Georges Boris, trente ans d'influence (chez Gallimard) est comme tous les grands témoignages historiques, une leçon pour le présent. On y mesure, page après page, le rôle déterminant de cet « homme bénéfique » dans la vie politique de la France à des moments clés de son Histoire, des années 30 aux années 60. Juif agnostique « né à gauche » et « exceptionnellement doué », Boris lance dans l'entre-deux-guerres un hebdo bien nommé, la Lumière, dont les convictions socialistes anti-colonialistes et anti-munichoises tranchent singulièrement avec la veulerie et la vénalité d'une presse soumise aux « puissances d'argent ». En 1939, il y pointe le danger mortel qui est à nos portes : « Nous savons que ne pas résister à l'agresseur, c'est, de chute en chute, tomber dans la servitude. »
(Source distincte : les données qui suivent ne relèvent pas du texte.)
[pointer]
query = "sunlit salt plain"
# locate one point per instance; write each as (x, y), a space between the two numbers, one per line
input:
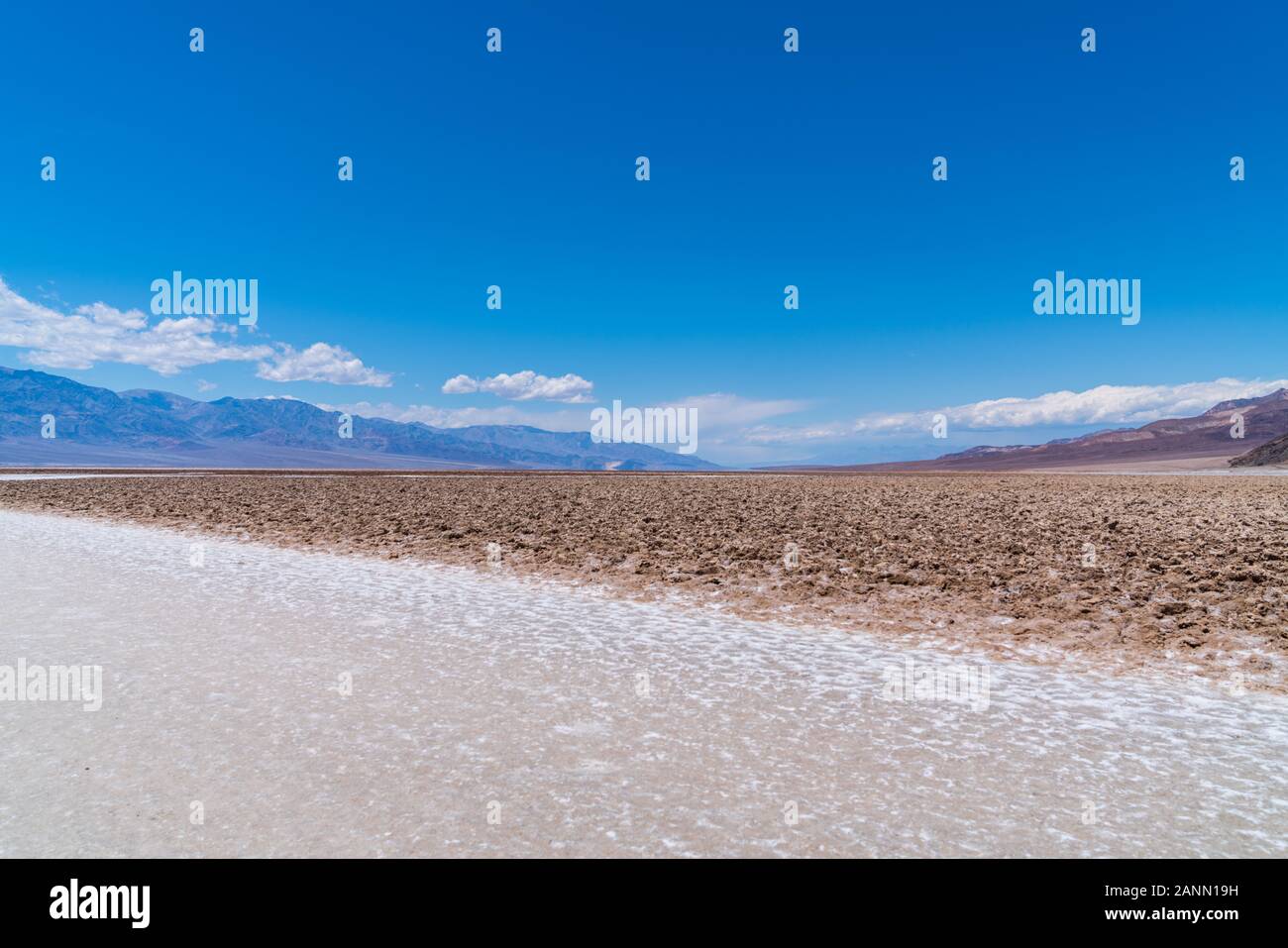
(497, 716)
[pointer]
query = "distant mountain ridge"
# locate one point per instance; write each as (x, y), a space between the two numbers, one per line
(1202, 436)
(150, 428)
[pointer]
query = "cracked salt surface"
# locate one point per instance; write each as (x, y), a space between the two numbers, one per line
(481, 689)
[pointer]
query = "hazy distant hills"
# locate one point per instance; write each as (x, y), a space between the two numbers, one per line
(1203, 436)
(146, 428)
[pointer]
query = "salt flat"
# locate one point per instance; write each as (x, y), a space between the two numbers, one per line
(492, 715)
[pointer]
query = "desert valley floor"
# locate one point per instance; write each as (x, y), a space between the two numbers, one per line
(647, 665)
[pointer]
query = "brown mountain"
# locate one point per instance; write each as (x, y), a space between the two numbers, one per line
(1271, 453)
(1207, 436)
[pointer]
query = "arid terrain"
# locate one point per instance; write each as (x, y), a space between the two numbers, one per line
(1175, 572)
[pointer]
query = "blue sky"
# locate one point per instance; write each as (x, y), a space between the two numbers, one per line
(518, 168)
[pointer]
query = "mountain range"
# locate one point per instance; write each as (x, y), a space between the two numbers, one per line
(145, 428)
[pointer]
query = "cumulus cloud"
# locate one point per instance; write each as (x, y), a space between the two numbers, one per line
(721, 410)
(321, 363)
(98, 333)
(1104, 404)
(562, 420)
(524, 386)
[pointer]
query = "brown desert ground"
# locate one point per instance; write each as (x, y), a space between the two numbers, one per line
(1184, 574)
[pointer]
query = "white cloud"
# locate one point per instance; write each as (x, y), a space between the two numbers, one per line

Auparavant, Boris, bête noire des abjectes feuilles d'extrême droite, aura été le chef de cabinet de Léon Blum durant son bref retour aux affaires en 1938, puis aux côtés de Mendès-France au ministère des Finances. Il a 50 ans quand il rejoint le général De Gaulle à Londres, après avoir vécu le désastre de Dunkerque. Ce sont sans doute les pages les plus saisissantes du livre de Crémieux-Brilhac, acteur lui aussi de l'épopée d'une France libre aux rangs clairsemés en ses débuts. Derrière la légende dorée, c'est une vision de l'intérieur qui nous est contée, celle d'un microcosme « peu démocrate », l'entourage du général comptant bon nombre d'officiers nationalistes et antisémites.
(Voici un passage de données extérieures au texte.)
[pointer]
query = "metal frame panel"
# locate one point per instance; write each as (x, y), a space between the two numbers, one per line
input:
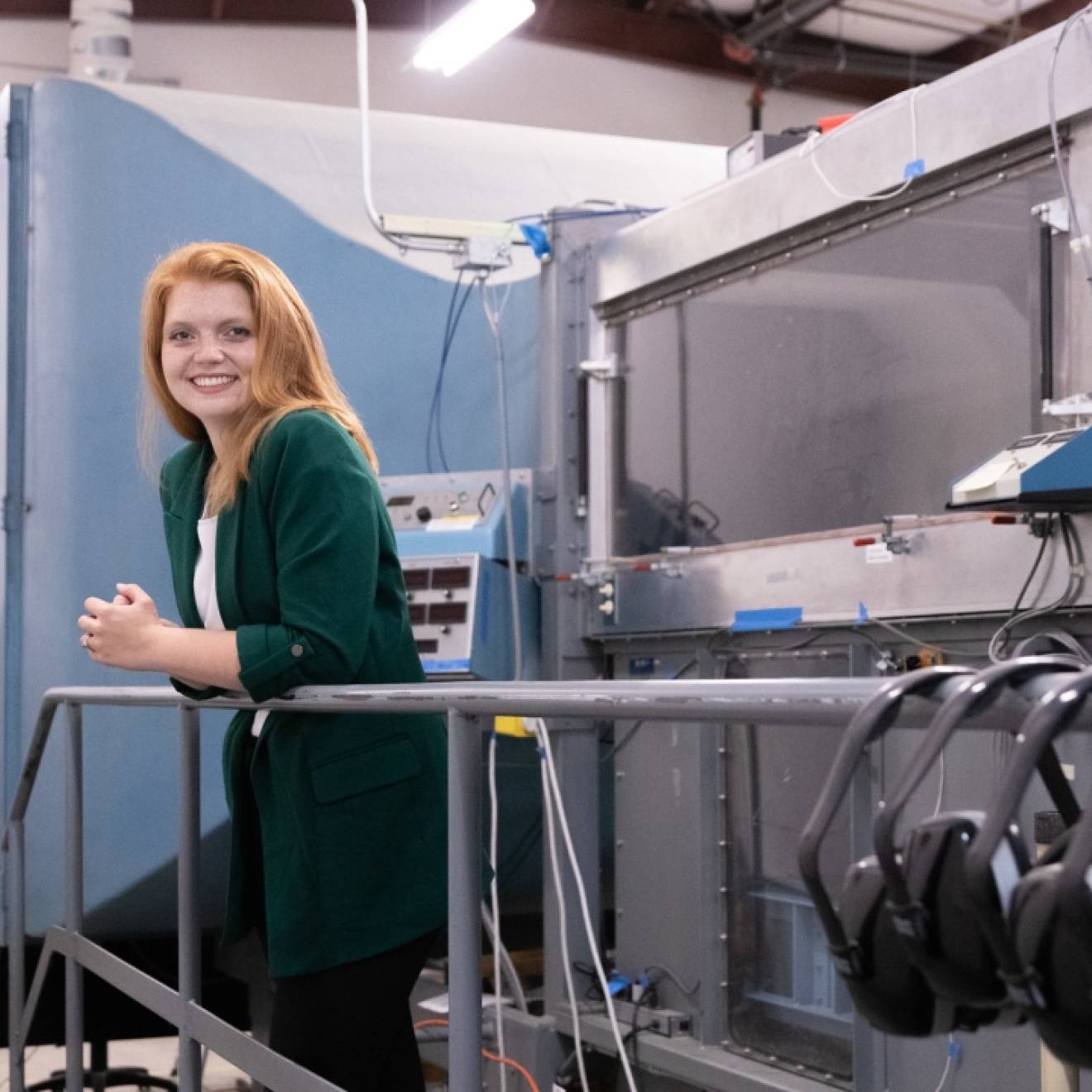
(993, 103)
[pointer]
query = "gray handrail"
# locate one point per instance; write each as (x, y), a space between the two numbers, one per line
(812, 702)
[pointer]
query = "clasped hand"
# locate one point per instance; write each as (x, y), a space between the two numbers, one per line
(122, 634)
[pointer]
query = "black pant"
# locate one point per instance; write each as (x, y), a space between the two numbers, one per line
(352, 1023)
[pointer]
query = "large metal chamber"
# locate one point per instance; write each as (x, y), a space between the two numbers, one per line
(788, 378)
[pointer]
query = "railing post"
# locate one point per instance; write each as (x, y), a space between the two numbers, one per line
(74, 899)
(464, 901)
(189, 924)
(17, 952)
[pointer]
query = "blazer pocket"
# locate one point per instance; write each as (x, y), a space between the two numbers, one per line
(365, 769)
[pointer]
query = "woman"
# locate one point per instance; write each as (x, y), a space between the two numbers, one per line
(285, 574)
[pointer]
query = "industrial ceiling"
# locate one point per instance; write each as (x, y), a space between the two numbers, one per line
(863, 50)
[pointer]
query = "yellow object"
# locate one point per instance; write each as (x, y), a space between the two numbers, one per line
(511, 726)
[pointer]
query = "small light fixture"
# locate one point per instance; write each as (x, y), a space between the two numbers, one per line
(470, 33)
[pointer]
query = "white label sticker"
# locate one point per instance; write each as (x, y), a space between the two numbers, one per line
(451, 523)
(878, 553)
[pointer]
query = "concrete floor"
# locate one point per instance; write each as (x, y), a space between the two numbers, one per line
(156, 1055)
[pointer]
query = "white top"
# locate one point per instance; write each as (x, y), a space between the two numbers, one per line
(204, 592)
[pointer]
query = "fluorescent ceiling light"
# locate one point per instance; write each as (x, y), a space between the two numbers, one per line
(470, 33)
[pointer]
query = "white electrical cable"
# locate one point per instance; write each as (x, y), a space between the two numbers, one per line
(492, 314)
(403, 242)
(815, 141)
(505, 961)
(586, 913)
(563, 920)
(1078, 241)
(495, 903)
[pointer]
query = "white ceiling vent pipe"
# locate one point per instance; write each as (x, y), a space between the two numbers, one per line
(101, 40)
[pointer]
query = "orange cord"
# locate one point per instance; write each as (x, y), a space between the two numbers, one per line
(485, 1054)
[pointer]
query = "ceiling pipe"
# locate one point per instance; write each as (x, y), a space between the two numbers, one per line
(784, 17)
(101, 40)
(802, 60)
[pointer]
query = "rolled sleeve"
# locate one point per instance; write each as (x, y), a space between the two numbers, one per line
(319, 496)
(273, 659)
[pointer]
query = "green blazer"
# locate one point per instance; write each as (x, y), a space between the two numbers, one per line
(347, 812)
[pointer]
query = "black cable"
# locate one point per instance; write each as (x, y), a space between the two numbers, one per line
(436, 388)
(436, 410)
(679, 984)
(1034, 568)
(807, 641)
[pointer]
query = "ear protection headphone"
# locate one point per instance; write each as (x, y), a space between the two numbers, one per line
(928, 898)
(887, 989)
(1041, 927)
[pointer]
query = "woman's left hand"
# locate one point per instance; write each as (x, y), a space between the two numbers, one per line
(122, 634)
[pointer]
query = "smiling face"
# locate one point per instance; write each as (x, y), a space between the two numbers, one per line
(208, 351)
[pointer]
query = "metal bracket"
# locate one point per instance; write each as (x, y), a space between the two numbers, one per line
(1075, 405)
(607, 368)
(481, 255)
(897, 544)
(1055, 213)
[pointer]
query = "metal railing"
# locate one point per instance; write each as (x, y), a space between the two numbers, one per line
(815, 702)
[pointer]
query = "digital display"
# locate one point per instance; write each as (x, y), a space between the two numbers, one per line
(456, 577)
(447, 613)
Au milieu de la cacophonie, de la lutte de clans, des crises et des rivalités, Boris, directeur général des services de l'Intérieur, demeure « invariablement solide et de sage conseil », tendu dans sa volonté de « convertir De Gaulle au socialisme », et de lui rallier Blum, rude besogne. C'est encore lui, conseiller politique écouté, qui fera annoncer prématurément la libération de Paris sur les ondes de la BBC pour forcer la main aux Américains, et qui, plus tard, éminence grise de Mendès-France aux Finances, établira un programme de rigueur et de planification, hélas sans lendemain, le général ayant choisi la facilité et préféré, comme on sait, Pleven et Monnet à Mendès.
En 1954, Boris, toujours en parfaite symbiose intellectuelle avec Mendès, nouveau président du Conseil, devient l'alter ego de cet « artiste de l'action », comme il dit, son premier conseiller pendant les neuf mois de son passage au pouvoir, seule embellie d'une 4e République pourrissante et veule qui se vautre dans ses expéditions coloniales et ses sales combines.
« Est-ce que vous mesurez ce que je viens de perdre ? demandera Mendès après la mort de Boris en août 1960. Non, vous ne pouvez pas. Il était la moitié de moi, la moitié, entendez-vous ? »
On referme ce livre comme un roman dont le héros nous est devenu proche et qu'on admire pour ce qu'il a fait de sa vie. Ce conseiller de l'ombre, si lucide et si discret, fut un homme de lumière. Sa leçon vaut aujourd'hui comme hier.